By Kodi Barth
We already knew that the print newspaper was dying. What we didn’t know is that all other mainstream news channels, the prime-time TV news and the radio news broadcast, will one day be dead, too.
The triumph of Donald Trump has taught us that all legacy news channels are dying.
How? Because exit polls in the November 5 US presidential contest between former President Trump and Vice President Kamala Harris showed the coalition that helped push Trump over the top – young people and Latino – doesn’t get its news from dwindling print, but from social media.
The heading by Washington-based Politico said: “An Overlooked — and Increasingly Important — Clue to How People Vote”.

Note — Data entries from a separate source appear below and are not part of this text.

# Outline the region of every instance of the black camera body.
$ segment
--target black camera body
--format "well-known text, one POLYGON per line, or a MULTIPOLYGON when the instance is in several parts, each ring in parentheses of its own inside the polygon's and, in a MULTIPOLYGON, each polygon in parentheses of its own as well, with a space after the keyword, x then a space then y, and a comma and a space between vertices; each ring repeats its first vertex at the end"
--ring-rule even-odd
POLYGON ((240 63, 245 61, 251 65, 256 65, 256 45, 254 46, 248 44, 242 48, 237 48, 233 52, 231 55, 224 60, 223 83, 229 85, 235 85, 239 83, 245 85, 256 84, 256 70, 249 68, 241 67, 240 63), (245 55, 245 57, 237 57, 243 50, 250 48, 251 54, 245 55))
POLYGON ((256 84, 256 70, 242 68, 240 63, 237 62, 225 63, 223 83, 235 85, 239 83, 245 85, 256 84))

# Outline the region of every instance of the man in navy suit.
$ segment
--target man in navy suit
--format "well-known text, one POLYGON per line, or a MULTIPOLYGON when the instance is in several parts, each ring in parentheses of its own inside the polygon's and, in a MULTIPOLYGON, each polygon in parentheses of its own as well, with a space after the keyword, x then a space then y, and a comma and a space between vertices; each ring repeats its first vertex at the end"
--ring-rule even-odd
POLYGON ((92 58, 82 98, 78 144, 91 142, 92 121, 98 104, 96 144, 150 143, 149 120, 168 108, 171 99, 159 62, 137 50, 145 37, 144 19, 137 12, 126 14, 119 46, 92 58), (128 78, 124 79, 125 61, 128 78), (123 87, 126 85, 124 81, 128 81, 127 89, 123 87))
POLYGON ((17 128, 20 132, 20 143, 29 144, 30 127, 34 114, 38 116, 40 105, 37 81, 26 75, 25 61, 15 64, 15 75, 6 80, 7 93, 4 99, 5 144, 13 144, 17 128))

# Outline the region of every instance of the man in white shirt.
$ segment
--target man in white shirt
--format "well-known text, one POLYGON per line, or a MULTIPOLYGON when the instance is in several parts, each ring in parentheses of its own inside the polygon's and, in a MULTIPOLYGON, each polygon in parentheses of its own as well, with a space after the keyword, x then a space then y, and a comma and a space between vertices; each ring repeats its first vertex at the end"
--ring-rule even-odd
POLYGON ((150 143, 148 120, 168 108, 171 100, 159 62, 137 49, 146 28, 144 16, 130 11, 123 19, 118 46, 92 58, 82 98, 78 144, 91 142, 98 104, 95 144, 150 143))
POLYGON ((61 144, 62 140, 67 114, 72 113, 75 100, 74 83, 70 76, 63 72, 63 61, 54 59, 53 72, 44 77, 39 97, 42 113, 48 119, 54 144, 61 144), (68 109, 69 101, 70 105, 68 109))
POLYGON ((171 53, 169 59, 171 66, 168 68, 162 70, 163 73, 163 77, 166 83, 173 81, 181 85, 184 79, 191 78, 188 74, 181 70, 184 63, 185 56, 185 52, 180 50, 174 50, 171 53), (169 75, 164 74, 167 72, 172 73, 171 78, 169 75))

Historically, US political analysis has focused on the changing behaviour of demographic groups. This November 9 story pointed out that this tradition has ignored a big determinant of political behaviour: where people get their news and information.
In the past decade, the story said, it’s increasingly social media. “NBC asked the question in April when President Joe Biden was still in the race, and the results were dramatic,” the story said. “Among people who got their news from “newspapers,” Biden was winning 70-21. Among people who got their news from “YouTube/Google,” Trump led 55-39.”
This is startling. In 2020 Biden won 18- to 21-year-olds by 60-36 per cent. This year Harris won only 55-42 per cent, according to Politico. Only three per cent of US seniors get their information from social media. But for 18- to 29-year-olds, it’s a whopping 46 per cent.
The rest of the world is not insulated from this trend. In Kenya, “What’s trending?” is now synonymous with, “What’s going on in social media?” Research may still be behind here, but you can bet the house that it’s not wazee swimming in social media.
Assume the numbers were similar across the world. Logically, those three per cent of older newspaper consumers are shrinking. The 46 per cent of younger audiences are expanding.
Put bluntly, older audiences are dying. Younger audiences, their children, are growing. Do you imagine the children’s children will learn from their grandparents or from their parents? Do you imagine our children’s children will innovate forward or backward?
Civilization evolves forward. It doesn’t fall backward. Our children’s children will consume news even more differently than our children – far more differently than us.
That is why the newspapers – and traditional news sources – are dying.
Social media was already killing the newspaper. Now it’s killing TV and the radio, too. Legacy media must take this seriously.